For your reference, the following is the source code for performance testing, based on apollo-platform official communication examples, please contact us if you have any questions.
apollo-platform official communication examples location:
apollo-platform/ros/ros_tutorials/roscpp_tutorials
msg type (new file)
// apollo-platform/ros/ros_tutorials/roscpp_tutorials/msg/perf.msg
uint32 id
string data
uint64 time
talker (modified)
// apollo-platform/ros/ros_tutorials/roscpp_tutorials/talker/talker.cpp
#include "ros/ros.h"
#include <sys/time.h>
#include "std_msgs/String.h"
#include "roscpp_tutorials/perf.h"
#include <sstream>
#define BUFF_SIZE 1024 * 1024 * 10
#define FRAMES_NUM 1024
int main(int argc, char **argv)
{
ros::init(argc, argv, "talker");
ros::NodeHandle n;
ros::Publisher chatter_pub = n.advertise<roscpp_tutorials::perf>("chatter", 1000);
// ros::Rate loop_rate(10);
roscpp_tutorials::perf iperf;
char *buf = new char[BUFF_SIZE];
memset(buf, 96, BUFF_SIZE);
struct timeval start;
int count = 0;
while (ros::ok() && count < FRAMES_NUM)
{
iperf.id = count;
iperf.data = buf;
gettimeofday(&start, NULL);
iperf.time = start.tv_sec * 1000 + start.tv_usec / 1000;
chatter_pub.publish(iperf);
// ros::spinOnce();
// loop_rate.sleep();
++count;
}
delete [] buf;
std::cout << "publish end!" << std::endl;
return 0;
}
listener (modified)
// apollo-platform/ros/ros_tutorials/roscpp_tutorials/listener/listener.cpp
#include "std_msgs/String.h"
#include "roscpp_tutorials/perf.h"
#define MAX_ID (1024 -1)
struct timeval end;
int64_t msg_count = 0;
uint64_t avg_time = 0;
void chatterCallback(const roscpp_tutorials::perf message)
{
++msg_count;
gettimeofday(&end, NULL);
if (avg_time == 0) {
avg_time = (end.tv_sec * 1000 + end.tv_usec / 1000) - message.time;
} else {
avg_time = (((end.tv_sec * 1000 + end.tv_usec / 1000) - message.time) + avg_time * (msg_count - 1)) / msg_count;
}
static uint32_t id = 0;
if ((message.id - id) > 1 && id != 0) {
std::cout << "..............subscriber lose " << id << "..........." << std::endl;
}
id = message.id;
if (id > 1000) {
std::cout << " transport avg time: " << avg_time << std::endl;
}
}
int main(int argc, char **argv)
{
ros::init(argc, argv, "listener");
ros::NodeHandle n;
ros::Subscriber sub = n.subscribe("chatter", 1000, chatterCallback);
ros::spin();
return 0;
}
After recompiling the apollo-platform (bash build.sh build), you can launch roscore, then launch subscriber demo and publish demo, thank you.

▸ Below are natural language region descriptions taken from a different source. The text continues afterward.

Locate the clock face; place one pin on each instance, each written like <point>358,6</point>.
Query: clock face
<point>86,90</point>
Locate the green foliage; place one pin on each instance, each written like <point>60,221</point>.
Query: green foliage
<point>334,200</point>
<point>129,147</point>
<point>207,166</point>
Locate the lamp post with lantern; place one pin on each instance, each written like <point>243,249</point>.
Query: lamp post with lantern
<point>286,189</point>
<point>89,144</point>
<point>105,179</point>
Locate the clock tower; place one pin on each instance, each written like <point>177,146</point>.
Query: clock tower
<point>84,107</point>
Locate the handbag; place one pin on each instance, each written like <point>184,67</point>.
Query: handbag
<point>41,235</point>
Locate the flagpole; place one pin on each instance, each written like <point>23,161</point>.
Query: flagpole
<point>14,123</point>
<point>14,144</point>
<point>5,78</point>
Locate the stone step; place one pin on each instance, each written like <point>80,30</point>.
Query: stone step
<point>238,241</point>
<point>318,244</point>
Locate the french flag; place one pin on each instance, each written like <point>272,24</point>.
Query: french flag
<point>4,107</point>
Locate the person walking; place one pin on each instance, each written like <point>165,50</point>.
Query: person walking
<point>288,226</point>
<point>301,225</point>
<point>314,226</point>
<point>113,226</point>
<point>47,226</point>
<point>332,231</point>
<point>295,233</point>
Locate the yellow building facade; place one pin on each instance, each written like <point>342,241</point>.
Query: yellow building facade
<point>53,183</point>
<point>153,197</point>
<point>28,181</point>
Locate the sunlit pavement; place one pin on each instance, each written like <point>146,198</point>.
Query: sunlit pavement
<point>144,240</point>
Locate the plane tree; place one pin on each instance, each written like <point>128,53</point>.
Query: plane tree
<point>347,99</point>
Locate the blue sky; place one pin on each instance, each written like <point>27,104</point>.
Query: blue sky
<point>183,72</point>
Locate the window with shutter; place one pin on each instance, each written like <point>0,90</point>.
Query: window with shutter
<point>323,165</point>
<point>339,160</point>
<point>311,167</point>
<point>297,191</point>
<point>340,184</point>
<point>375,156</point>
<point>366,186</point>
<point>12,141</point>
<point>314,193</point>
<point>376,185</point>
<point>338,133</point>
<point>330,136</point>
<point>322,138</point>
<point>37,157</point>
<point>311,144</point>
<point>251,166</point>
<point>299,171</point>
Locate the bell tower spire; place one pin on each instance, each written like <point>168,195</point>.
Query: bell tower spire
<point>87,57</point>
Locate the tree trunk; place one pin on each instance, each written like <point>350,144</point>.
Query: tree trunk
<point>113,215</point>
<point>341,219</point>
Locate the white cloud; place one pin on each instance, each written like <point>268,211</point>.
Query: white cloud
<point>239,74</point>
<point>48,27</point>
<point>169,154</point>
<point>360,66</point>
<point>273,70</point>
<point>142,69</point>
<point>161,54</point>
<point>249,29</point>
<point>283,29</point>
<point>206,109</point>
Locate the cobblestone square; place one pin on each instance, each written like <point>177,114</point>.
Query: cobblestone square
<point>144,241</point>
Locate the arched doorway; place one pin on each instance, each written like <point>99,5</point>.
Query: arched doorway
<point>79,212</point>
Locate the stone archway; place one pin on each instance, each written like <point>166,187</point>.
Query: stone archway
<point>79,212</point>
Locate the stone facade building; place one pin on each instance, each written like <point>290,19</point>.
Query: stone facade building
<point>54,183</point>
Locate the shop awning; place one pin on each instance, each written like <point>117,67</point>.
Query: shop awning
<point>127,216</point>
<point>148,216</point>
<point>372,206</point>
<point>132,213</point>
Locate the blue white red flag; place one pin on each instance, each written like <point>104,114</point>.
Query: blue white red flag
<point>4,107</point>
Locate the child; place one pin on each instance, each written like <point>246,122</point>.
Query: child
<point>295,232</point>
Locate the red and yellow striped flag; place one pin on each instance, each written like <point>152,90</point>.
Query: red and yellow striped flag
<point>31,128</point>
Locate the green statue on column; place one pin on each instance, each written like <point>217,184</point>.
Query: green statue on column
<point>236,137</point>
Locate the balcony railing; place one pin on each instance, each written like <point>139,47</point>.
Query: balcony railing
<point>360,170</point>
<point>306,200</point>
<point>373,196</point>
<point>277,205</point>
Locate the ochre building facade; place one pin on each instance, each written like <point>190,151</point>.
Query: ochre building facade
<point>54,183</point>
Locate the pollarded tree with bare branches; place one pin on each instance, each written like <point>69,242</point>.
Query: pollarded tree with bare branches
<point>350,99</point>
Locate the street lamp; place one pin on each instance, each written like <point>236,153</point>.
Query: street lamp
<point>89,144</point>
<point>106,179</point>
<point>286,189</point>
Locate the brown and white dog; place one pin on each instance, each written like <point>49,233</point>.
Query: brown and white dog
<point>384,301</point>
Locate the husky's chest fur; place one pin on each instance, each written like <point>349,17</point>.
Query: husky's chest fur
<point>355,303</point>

I use the examples apollo-platform provides to test performance, share memory base run time is longer then socket base, but socket base is easy to lose a litter frames
Could you tell me about the different share memory base performance and socket base performance?
Using the example above, my test results are as follows:
send size of each time | Number of frames | transport time of share memory | transport time of socket |
---|---|---|---|
30M | 1024 | 17ms | 1418ms |
20M | 1024 | 11ms | 262ms |
15M | 1024 | 8ms | 99ms |
10M | 1024 | 6ms | 17ms |
5M | 1024 | 3ms | 6ms |
By the way, my test environment is:
1、4.2.0-27-generic #32~14.04.1-Ubuntu
2、16 Intel(R) Xeon(R) CPU E5-2643 0 @ 3.30GHz
3、MemTotal: 32GB
my test environment is:
- ubuntu 14.04
- Intel® Core™ i5-6200U CPU @ 2.30GHz × 4
- MemTotal: 8GB
I test the demo on docker
Do you have a test on PC with low specifications?
I build and run demo outside of docker, I get the transport time.
data | share memory | socket |
---|---|---|
5m | 23ms | 26ms |
10m | 47ms | 90ms |
15m | 71ms | 1461ms |
20m | 95ms | 4570ms |
but I do the test on docker and get the transport time. I edit $ROS_ETC_DIR/transort_mode.yaml
data | share memory | socket |
---|---|---|
5m | 21ms | 23ms |
10m | 45ms | 46ms |
15m | 69ms | 69ms |
20m | 92ms | 92ms |
Would you pack the complete test program and provide for us? my email address is "bjtulynn@163.com". If convenient, please tell us the detailed test process, thank you!
Close for now. Let me know if you are still having questions, you can reopen this issue anytime.